Grabbling is the most unsophisticated form of angling. Fly fishing seems downright effete in comparison; forget fussing with those artsy little hand-tied flies, forget about the L.L. Bean creel, forget about the custom-made rod, just stick your hand down in a hole under the water and pull out a fish. No other form of fishing is so breathtakingly fundamental.
When grabbling, it goes unsaid that you’re fishing for catfish, which tend to hole up in hollow logs or under stumps in the spring. Unlike suicidal salmon that exhaust themselves in long-distance spawning, the sensible Southern catfish conducts a more sedate courtship by finding a steady bed and putting out a red light, so to speak. In the old days, grabblers used to sink hollow logs in selected places before the fish begin spawning in April in order to lure the catfish into them, but nowadays most folks use man-made beds. I talked to one guy who said you can use big tires, too, but the disadvantage to that is that the fish can scoot around inside the tire, making them devilishly hard to catch. The location of these beds is a guarded secret among serious grabblers who sink them in the fall and come back when the water has warmed up in the spring to collect the booty.
Grabbling might well be the ultimate expression of angler machismo. It takes a man of true grit—I’ve never heard of a woman who grabbles, though I’m sure some do—who is willing to stick his bare hand and arm into a hole under water. After all, there’s no guarantee that what you’re going to grab is a catfish. We grow some mighty big snapping turtles in Mississippi that can easily nip off a finger or two if tempted to do so, and it takes little to tempt a snapper, especially when he’s holed up in a sunken hollow log or a catfish box with minnows on his mind. We also have a nasty variety of pit viper here called a cottonmouth moccasin. I’ve heard it rumored all my life that grabblers aren’t afraid of cottonmouths because these snakes aren’t supposed to be able to open their mouths under water, but that never has made any sense to me because their scientific name, piscivorus, means “fish-eating.”

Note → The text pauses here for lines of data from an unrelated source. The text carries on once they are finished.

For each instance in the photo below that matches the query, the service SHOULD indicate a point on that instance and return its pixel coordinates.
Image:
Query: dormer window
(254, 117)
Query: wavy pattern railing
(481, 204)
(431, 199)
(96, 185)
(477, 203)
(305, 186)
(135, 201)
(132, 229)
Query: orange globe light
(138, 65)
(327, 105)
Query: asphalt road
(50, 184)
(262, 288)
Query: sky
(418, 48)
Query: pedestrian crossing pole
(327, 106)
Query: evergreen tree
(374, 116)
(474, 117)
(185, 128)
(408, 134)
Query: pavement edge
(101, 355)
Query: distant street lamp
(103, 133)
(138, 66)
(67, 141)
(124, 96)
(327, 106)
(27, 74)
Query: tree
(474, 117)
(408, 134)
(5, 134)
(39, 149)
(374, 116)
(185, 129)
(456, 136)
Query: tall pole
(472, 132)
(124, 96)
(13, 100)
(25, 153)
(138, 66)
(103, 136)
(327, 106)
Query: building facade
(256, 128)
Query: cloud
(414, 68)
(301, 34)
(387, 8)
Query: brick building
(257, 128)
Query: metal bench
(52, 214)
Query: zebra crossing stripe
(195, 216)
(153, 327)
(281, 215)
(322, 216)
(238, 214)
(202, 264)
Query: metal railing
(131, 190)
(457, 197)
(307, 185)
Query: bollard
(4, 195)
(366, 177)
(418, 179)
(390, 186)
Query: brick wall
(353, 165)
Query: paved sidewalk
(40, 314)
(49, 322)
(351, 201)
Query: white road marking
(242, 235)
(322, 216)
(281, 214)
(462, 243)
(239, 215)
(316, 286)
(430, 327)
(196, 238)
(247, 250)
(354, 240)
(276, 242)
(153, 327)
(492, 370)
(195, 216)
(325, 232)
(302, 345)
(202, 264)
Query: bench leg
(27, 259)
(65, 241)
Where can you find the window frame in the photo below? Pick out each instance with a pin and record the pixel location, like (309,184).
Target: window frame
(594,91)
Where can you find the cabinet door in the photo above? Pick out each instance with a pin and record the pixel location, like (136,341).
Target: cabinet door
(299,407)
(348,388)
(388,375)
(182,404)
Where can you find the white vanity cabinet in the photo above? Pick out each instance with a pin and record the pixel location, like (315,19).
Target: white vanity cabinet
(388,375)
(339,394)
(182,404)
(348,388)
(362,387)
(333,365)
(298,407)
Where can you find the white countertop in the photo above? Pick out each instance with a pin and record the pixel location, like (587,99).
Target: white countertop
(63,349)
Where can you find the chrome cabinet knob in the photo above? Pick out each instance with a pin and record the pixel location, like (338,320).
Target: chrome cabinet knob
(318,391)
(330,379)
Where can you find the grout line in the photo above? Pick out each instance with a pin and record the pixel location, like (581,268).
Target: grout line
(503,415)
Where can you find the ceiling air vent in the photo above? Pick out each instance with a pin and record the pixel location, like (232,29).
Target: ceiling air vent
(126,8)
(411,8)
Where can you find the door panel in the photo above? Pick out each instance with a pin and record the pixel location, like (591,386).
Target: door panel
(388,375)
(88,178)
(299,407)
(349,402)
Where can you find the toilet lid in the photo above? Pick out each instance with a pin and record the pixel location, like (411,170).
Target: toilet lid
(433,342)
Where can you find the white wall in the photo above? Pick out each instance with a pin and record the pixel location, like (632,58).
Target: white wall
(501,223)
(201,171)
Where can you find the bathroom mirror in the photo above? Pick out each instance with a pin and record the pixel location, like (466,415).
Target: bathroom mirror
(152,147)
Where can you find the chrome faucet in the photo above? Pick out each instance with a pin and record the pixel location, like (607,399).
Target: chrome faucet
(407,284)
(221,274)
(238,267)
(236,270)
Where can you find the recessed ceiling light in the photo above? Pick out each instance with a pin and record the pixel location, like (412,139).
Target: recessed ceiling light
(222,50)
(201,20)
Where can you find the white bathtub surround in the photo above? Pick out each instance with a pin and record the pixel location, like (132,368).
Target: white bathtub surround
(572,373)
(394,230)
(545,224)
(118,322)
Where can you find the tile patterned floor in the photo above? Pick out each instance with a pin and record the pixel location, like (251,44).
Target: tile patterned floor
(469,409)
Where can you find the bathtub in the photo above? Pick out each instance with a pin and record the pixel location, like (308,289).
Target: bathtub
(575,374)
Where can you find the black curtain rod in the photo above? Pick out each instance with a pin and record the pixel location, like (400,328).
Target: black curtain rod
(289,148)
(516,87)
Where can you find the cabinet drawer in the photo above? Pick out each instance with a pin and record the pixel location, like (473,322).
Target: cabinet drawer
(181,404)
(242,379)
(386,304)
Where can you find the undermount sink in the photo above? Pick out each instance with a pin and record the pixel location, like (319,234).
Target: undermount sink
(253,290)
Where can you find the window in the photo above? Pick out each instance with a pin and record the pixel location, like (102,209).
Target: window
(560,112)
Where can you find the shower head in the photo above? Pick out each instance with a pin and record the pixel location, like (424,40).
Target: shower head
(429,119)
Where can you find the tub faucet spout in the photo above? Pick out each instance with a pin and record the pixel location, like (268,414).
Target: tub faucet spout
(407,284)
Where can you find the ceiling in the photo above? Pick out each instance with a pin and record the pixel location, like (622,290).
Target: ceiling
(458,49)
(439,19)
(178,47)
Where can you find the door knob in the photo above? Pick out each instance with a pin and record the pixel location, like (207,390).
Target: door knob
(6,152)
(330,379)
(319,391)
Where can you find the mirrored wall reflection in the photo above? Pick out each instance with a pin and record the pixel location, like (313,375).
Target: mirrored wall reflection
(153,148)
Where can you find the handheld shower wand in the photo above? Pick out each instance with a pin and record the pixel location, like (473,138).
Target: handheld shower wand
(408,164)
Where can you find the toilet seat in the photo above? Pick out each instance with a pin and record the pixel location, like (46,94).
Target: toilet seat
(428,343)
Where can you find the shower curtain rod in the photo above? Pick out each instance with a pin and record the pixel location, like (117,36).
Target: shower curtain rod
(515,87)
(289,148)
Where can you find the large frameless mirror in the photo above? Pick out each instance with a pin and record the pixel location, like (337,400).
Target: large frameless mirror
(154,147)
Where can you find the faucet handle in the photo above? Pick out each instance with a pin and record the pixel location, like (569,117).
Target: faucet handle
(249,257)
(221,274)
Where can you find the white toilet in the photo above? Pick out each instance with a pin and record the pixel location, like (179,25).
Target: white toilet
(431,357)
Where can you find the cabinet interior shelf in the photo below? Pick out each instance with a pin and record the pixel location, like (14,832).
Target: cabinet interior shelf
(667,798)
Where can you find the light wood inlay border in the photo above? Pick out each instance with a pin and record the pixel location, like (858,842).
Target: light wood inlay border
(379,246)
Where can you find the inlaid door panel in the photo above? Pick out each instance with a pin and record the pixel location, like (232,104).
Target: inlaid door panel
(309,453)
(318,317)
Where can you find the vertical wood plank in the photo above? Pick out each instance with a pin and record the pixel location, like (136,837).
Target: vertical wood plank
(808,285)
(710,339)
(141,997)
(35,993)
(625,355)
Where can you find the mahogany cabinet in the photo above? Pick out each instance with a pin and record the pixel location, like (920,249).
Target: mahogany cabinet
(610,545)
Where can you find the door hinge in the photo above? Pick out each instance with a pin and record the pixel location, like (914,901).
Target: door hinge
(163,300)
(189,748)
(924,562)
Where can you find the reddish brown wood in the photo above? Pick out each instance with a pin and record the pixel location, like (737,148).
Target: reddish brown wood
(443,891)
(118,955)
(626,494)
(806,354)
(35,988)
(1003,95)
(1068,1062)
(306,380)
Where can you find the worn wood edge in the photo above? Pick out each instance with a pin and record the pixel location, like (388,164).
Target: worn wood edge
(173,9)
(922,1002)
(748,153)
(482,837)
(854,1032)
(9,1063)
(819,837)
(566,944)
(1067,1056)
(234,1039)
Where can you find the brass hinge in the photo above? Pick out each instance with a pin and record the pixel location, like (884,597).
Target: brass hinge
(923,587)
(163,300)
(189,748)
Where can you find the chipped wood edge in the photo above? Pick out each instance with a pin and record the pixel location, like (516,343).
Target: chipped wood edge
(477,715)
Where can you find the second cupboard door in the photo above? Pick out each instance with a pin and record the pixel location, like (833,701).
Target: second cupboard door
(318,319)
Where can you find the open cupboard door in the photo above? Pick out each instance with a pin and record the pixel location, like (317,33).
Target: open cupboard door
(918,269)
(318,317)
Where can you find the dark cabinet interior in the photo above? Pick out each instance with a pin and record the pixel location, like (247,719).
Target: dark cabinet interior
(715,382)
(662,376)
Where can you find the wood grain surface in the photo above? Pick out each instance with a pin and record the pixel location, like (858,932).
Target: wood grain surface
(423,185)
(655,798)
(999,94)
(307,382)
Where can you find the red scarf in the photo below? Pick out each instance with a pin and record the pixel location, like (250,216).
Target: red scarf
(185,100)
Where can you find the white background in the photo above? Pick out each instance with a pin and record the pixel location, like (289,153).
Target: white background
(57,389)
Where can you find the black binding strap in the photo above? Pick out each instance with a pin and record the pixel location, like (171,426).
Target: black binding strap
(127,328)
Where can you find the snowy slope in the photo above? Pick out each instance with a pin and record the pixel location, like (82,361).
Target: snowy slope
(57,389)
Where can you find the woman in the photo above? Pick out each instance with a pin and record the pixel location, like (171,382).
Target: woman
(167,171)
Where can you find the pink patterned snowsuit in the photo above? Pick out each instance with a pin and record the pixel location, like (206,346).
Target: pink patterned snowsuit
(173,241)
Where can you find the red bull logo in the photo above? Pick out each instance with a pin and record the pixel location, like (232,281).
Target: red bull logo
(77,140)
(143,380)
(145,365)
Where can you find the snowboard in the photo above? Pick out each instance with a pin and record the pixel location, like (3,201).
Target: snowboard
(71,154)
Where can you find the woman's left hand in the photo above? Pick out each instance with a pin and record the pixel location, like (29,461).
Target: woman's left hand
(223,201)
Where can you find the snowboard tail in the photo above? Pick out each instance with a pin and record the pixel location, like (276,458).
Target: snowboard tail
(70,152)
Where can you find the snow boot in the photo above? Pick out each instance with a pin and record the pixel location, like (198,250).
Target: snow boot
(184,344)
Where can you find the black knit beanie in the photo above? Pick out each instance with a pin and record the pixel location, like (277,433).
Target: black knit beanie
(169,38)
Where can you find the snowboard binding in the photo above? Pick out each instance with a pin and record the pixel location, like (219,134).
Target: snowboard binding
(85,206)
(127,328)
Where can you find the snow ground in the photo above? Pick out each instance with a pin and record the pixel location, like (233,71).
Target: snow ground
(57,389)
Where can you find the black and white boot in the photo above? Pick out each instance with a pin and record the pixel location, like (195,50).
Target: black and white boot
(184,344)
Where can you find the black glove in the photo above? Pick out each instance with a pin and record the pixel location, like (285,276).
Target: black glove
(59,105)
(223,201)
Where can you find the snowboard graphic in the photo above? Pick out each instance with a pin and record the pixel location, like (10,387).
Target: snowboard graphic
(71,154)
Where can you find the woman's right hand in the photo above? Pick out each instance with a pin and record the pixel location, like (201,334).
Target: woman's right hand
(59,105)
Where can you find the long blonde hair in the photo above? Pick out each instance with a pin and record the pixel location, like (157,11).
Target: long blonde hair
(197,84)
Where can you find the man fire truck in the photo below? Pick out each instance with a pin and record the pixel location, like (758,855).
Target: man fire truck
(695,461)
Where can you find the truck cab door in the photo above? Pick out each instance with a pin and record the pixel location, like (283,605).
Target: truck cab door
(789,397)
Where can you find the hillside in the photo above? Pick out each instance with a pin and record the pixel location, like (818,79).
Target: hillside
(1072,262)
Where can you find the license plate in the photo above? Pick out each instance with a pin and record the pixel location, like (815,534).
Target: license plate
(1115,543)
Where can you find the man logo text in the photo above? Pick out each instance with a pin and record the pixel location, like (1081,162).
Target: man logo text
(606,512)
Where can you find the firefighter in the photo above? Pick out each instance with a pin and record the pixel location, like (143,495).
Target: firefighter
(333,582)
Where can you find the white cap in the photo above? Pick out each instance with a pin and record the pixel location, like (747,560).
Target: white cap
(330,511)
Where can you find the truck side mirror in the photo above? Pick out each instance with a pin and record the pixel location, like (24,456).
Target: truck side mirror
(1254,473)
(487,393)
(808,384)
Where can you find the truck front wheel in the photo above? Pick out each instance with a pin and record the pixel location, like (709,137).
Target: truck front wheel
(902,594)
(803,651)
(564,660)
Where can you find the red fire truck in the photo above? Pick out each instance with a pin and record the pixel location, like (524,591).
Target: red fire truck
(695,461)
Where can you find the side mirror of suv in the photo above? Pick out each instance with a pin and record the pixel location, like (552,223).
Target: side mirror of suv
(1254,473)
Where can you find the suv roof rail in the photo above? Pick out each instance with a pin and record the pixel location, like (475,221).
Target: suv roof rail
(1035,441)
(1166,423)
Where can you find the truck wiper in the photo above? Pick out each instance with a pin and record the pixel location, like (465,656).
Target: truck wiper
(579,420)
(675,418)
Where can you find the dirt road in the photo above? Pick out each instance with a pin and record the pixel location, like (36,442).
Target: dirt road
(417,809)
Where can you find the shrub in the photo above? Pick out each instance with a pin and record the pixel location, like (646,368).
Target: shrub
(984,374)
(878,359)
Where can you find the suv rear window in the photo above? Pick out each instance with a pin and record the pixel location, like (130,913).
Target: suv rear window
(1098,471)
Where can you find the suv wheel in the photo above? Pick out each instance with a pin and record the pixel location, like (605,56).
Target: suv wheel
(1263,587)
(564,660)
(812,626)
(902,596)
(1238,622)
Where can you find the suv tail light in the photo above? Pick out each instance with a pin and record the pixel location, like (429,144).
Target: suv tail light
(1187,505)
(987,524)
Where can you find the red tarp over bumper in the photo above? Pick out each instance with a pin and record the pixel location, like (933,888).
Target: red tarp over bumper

Fortunately for those of us who simply lack the opportunities to haul protesting fish out of the water with our bare hands, there are easier ways to get catfish. Mississippi is, after all, the buckle of the Catfish Belt. We can get fresh or “fresh frozen” (love that term) catfish in your local grocery any time.
Elitists deride catfish but, to quote Twain, “The catfish is a good enough fish for anybody,” and I fall back on that high word. In the South, catfish, like almost any other sort of meat, is most often fried, and there’s nothing better than a platter of fried catfish and a litter of hush puppies. But however rewarding, frying catfish is just as messy and time-consuming as frying chicken. And while simply baking or broiling fish is easy and healthy, it’s also boring.
So what I’m going to give you here is a simple sauce recipe for baked or broiled catfish that takes it to another level. Beurre blanc is a classic emulsion, as are mayonnaise and Hollandaise, but “white butter” is far less tricky and far more stable. It’s a cold emulsion, like mayo, but it doesn’t involve an agglutination of proteins. Buerre blanc is simply butter whipped with wine, shallots and herbs.
Catfish with beurre blanc
One 8-oz. fillet of catfish per person. Score the fillets lightly, brush with a bit of (unsalted) butter; bake in a hot oven until done through. Beforehand, reduce 1/2 cup good white wine and two tablespoons lemon juice by about half. Add three tablespoons of very,very finely minced shallots, a dash of white pepper and a pinch of salt. Then gradually whip in 1/4 pound of unsalted butter over very low heat until thoroughly incorporated. Tarragon and dill (though I don’t recommend using them together) are most often used for flavor, and parsley is always appropriate. Slather sauce on fish and serve.